3

I have a column in data frame named as "tags". I need to extract the values based on the condition. The condition is it should not contains _(Underscore) and :(Colon).

For example:

"tags": "hai, hello, amount_10, amount_90, total:100"

Expected result:

"new_column" : "hai, hello"

For your information:

I extracted all the amount tags by

collectAmount = udf(lambda s: list(map(lambda amount: amount.split('_')[1] if len(collection) > 0
                        else amount, re.findall(r'(amount_\w+)', s))), ArrayType(StringType()))

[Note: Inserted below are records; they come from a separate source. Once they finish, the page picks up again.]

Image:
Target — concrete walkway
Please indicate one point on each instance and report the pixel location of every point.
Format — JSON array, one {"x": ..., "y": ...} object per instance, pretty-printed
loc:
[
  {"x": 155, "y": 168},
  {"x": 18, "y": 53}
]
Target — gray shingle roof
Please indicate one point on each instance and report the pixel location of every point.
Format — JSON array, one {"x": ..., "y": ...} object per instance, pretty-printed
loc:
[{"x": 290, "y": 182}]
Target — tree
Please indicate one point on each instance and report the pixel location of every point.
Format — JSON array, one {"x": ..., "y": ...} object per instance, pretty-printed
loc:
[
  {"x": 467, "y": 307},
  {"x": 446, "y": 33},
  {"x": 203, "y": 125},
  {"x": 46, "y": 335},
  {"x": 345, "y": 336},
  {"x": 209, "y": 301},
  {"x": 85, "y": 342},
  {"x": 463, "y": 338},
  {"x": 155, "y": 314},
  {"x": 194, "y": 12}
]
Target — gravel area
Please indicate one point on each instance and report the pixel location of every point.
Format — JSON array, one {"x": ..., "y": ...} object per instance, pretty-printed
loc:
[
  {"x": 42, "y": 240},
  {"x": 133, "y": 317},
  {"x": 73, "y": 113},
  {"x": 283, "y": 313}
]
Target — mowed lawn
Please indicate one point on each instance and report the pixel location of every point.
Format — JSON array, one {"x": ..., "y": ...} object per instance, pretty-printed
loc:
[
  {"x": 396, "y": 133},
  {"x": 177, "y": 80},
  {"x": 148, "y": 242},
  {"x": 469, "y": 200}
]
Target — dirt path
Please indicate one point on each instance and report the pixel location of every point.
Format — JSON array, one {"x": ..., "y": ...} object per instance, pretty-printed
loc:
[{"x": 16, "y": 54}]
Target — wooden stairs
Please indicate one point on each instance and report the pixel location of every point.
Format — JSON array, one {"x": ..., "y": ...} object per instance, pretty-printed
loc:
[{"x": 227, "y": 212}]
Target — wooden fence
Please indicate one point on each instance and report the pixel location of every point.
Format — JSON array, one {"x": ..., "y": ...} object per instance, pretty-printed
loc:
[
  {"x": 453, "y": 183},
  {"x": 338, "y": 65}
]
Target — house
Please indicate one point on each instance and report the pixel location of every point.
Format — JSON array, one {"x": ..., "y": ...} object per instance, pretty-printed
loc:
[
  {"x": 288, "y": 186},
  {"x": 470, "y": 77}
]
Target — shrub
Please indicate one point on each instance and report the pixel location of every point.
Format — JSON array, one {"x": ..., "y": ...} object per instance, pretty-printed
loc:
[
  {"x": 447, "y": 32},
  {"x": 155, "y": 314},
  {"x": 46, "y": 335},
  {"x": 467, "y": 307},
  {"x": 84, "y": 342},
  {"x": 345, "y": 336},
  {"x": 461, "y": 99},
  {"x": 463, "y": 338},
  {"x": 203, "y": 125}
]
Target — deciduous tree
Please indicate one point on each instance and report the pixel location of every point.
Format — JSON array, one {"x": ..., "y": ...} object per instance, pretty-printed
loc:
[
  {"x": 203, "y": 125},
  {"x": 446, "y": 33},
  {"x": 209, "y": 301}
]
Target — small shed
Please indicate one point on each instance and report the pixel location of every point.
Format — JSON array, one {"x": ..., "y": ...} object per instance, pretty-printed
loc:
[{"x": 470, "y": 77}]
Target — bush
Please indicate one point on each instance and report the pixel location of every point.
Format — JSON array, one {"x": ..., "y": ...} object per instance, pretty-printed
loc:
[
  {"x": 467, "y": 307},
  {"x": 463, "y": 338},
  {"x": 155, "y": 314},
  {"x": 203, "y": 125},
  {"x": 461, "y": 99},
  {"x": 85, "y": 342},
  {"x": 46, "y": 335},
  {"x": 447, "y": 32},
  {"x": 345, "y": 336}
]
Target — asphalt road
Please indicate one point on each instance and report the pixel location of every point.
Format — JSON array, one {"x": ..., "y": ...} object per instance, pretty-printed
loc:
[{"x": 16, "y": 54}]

productsDF = productsDF.withColumn('amount_tag', collectAmount('tags'))
Jan
  • 42,290
  • 8
  • 54
  • 79

3 Answers3

5

Try this

df.withColumn('new_column',expr('''concat_ws(',',array_remove(transform(split(tags,','), x -> regexp_extract(x,'^(?!.*_)(?!.*:).+$',0)),''))''')).show(2,False)

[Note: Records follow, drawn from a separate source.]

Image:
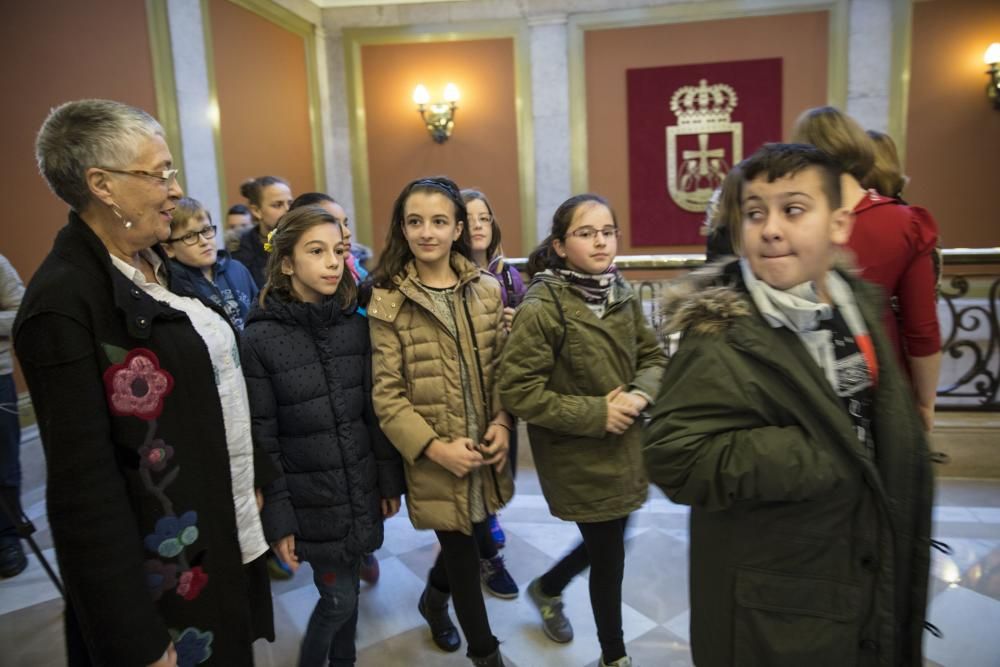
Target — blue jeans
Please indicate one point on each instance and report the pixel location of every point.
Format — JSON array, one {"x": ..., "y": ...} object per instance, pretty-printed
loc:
[
  {"x": 329, "y": 636},
  {"x": 10, "y": 457}
]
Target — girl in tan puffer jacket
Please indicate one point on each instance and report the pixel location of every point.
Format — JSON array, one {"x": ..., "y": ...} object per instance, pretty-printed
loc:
[{"x": 436, "y": 325}]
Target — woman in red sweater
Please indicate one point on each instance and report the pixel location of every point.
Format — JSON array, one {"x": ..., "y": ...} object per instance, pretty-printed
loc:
[{"x": 894, "y": 244}]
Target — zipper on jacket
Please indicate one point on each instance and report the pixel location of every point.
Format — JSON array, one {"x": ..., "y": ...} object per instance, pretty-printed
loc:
[{"x": 482, "y": 386}]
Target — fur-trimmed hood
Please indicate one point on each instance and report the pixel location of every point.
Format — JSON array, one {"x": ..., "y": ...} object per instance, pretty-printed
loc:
[
  {"x": 708, "y": 300},
  {"x": 705, "y": 301}
]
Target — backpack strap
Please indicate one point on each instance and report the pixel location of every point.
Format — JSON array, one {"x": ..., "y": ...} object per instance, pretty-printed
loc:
[{"x": 562, "y": 318}]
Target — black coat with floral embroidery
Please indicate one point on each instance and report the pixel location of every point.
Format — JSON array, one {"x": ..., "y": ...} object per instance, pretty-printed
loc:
[
  {"x": 139, "y": 494},
  {"x": 308, "y": 371}
]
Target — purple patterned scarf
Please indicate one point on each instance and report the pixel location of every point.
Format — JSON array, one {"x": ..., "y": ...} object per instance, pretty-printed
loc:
[{"x": 592, "y": 288}]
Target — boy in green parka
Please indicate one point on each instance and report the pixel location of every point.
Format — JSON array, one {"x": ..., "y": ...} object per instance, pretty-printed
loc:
[{"x": 785, "y": 423}]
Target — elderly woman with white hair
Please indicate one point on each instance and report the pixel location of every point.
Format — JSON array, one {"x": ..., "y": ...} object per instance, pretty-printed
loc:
[{"x": 143, "y": 414}]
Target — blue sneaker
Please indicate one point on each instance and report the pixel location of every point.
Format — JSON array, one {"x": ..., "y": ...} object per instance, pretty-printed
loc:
[
  {"x": 496, "y": 531},
  {"x": 496, "y": 578}
]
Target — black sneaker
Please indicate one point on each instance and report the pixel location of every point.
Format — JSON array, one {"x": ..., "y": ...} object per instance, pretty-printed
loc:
[
  {"x": 496, "y": 578},
  {"x": 12, "y": 560}
]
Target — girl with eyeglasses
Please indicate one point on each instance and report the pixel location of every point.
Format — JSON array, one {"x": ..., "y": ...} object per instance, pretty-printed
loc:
[
  {"x": 268, "y": 198},
  {"x": 436, "y": 323},
  {"x": 484, "y": 234},
  {"x": 198, "y": 268},
  {"x": 580, "y": 365}
]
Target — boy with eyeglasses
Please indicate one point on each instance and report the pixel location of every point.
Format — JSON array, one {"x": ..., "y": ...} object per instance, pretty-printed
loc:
[{"x": 199, "y": 268}]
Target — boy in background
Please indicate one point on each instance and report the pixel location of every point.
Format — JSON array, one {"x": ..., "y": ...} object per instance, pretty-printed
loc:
[
  {"x": 785, "y": 423},
  {"x": 198, "y": 268}
]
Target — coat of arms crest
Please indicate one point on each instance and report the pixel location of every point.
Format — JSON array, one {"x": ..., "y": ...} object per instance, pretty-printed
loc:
[{"x": 701, "y": 111}]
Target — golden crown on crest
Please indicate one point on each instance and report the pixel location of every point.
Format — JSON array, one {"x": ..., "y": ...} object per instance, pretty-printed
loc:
[{"x": 703, "y": 103}]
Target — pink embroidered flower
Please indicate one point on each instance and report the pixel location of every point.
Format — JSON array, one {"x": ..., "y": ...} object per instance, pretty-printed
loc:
[
  {"x": 138, "y": 385},
  {"x": 155, "y": 455},
  {"x": 191, "y": 583}
]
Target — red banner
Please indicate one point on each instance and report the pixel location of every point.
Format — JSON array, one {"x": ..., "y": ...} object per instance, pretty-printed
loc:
[{"x": 687, "y": 125}]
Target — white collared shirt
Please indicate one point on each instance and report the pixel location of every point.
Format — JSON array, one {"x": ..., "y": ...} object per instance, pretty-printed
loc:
[{"x": 220, "y": 341}]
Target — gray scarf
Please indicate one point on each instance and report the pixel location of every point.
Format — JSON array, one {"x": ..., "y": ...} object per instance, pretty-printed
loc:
[{"x": 800, "y": 310}]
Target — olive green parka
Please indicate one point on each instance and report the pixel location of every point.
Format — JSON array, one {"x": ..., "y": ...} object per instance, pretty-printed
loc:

+-------------------------------------------+----------+
|tags                                       |new_column|
+-------------------------------------------+----------+
|hai, hello, amount_10, amount_90, total:100|hai, hello|
|hai, hello, amount_10, amount_90, total:100|hai, hello|
+-------------------------------------------+----------+
Shubham Jain
  • 5,327
  • 2
  • 15
  • 38
3

No regex needed really:

tags = ["hai", "hello", "amount_10", "amount_90", "total:100"]

new_column = [tag for tag in tags if not any(junk in tag for junk in ["_", ":"])]
print(new_column)

If you insist on using regular expressions:

import re
rx = re.compile(r'^(?!.*_)(?!.*:).+$')
new_column = [tag for tag in tags if rx.match(tag)]
print(new_column)

See a demo on regex101.com.

Jan
  • 42,290
  • 8
  • 54
  • 79
2

You can use a regex as per the answer above, but you will need to either wrap it in a udf or as I show below, use the pyspark built-ins:

from pyspark.sql import functions as F

df= df.withColumn("extracted", F.regexp_extract("tags","[_:]", 0))
df.filter(df["extracted"] == '').select("tags").show()
ags29
  • 2,621
  • 1
  • 8
  • 14